Saturday, January 2, 2021

JOAN MICKLIN SILVER (1935 - 2020)


Joan Micklin Silver
, the pioneering female filmmaker best known for her feature film debut, "Hester Street" and the romantic-comedy, "Crossing Delancey", has passed away on December 31st. The writer/director died from complications of vascular dementia at the age of eighty-five.

Born on May 24th in Omaha, NE, Micklin would attend Sarah Lawrence College and married Raphael Silver, a real estate developer, three weeks after graduation in 1956. The couple moved to his hometown of Cleveland, OH where she would get involved in writing and directing local theater. In 1967, the family, which had grown with three daughters, Claudia, Dina and Marisa, moved to New York. With major film and theater production now in closer contact, Silver seriously pursued a professional career. Her first opportunity came when she went to work for Linda Gottlieb at the Learning Corporation of America where she wrote scripts for children's educational films and directed three shorts.

Silver's first major break came when she sold a screenplay that she had co-written with Gottlieb called, "Limbo" about the wives of prisoners of war, to Universal Studios. But the script would be heavily re-written and the male director had a completely different vision for the film. Determined not to have that happen again, Silver decided she wanted to direct her next screenplay. However, she quickly ran in to sexism early on as she was told by a studio executive that movies were already too complicated and women directors were not worth the additional trouble.

Undeterred, Silver would form a production company, Midwest Films with her husband. He largely got involved due to the many frustrations he saw his wife having to deal with while trying to start her film career. The first film Silver wrote and directed was "Hester Street", the story of Russian Jewish immigrants who come to the live in Manhattan's Lower East Side. The very low-budget drama released in 1975 would prove to be a critical and box-office success with star, Carol Kane (in her first major film role) earning a Best Actress Oscar nomination. Silver's follow-up 1977 feature, "Between the Lines", about a group of people who work at an alt newspaper in Boston, would also receive critical praise. With her third film, Silver had adapted Ann Beattie's novel, "Chilly Scenes of Winter" for United Artists. But the studio changed the title to "Head Over Heels" and tacked on a happy ending to the film in 1979. This version was not very successful but it would be later re-released in 1982 with the original title and ending, faring much better with critics and audiences.
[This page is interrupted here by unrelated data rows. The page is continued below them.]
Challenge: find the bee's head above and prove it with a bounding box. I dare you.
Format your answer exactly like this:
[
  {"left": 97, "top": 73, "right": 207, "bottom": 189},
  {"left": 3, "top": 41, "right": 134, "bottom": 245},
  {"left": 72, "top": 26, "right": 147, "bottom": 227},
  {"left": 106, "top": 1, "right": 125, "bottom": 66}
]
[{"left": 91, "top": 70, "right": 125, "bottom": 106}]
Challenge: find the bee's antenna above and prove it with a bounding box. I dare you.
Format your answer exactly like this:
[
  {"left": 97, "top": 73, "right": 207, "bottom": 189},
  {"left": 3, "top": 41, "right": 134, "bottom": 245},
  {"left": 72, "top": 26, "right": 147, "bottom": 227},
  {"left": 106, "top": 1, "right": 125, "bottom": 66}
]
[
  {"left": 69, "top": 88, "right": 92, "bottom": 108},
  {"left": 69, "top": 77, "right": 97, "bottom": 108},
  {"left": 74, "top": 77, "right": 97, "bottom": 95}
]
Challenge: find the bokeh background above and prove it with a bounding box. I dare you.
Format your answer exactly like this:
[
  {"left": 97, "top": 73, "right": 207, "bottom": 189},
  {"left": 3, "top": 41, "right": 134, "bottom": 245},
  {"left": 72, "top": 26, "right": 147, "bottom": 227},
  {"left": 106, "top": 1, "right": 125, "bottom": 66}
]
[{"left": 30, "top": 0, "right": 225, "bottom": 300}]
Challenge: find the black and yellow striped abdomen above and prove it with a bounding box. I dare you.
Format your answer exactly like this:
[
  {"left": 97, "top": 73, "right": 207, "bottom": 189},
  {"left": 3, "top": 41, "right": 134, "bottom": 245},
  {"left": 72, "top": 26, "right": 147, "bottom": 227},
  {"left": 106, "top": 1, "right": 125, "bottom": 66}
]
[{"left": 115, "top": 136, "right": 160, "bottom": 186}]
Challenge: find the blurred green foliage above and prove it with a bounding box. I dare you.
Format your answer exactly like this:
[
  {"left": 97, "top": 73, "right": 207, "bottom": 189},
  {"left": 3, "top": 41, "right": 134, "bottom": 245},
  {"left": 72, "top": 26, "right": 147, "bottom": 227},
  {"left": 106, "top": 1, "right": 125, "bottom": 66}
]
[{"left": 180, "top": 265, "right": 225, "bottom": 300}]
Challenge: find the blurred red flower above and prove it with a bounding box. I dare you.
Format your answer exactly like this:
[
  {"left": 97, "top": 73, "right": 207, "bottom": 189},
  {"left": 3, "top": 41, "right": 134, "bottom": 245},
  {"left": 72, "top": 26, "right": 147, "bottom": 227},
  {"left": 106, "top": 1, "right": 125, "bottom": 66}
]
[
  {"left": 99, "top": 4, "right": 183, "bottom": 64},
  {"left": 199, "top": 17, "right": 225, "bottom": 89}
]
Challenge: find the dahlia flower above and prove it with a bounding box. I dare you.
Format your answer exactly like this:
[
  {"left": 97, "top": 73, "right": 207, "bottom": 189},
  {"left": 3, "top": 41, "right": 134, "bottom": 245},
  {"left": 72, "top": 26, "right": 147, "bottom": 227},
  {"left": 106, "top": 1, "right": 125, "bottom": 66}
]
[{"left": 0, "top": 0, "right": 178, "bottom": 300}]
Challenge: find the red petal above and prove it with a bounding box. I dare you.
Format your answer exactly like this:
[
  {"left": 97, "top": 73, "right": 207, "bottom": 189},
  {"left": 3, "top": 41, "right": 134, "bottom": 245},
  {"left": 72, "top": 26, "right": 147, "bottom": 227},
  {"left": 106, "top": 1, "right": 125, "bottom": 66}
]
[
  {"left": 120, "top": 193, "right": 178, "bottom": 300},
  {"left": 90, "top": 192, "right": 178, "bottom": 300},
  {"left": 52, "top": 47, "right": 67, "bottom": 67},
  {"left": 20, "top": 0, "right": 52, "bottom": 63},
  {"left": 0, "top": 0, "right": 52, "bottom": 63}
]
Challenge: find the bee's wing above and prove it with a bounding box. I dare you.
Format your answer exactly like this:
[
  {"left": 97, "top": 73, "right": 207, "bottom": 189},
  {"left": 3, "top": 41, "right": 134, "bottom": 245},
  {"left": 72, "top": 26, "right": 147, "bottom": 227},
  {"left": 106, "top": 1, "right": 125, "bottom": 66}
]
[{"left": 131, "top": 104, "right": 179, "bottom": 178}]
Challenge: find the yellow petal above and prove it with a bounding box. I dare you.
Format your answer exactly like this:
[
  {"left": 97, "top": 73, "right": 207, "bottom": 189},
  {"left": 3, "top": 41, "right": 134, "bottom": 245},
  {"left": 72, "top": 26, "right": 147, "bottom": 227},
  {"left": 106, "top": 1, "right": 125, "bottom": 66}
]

"Crossing Delancey" is probably Silver's most popular and enduring film. Amy Irving stars as Isabelle, a single, New York bookstore employee trying to put some distance between herself and her traditional Jewish upbringing in the Lower East Side. But her grandmother sets her up with a neighborhood pickle dealer (Peter Riegert). Isabelle realizes he's certainly a nice guy but thinks she wants someone a little rougher around the edges. Silver took her script to several studios who found the story "too ethnic". But luckily Irving was married at the time to one of the most powerful men in Hollywood, filmmaker Steven Spielberg. He suggested Silver give her screenplay to a neighbor who was an executive at Warner Bros. The studio would distribute the feature and "Crossing Delancey" became a box-office hit, earning more than one hundred million worldwide.

Silver would direct seven feature films (which included the 1989 teen-comedy, "Loverboy" with a young Patrick Dempsey as a pizza-delivery boy who offers extra services to older women and "A Fish in the Bathtub", her last film from 1999 which starred the comedy team of Jerry Stiller and Anne Meara), several made-for-television films and directed two Off-Broadway plays.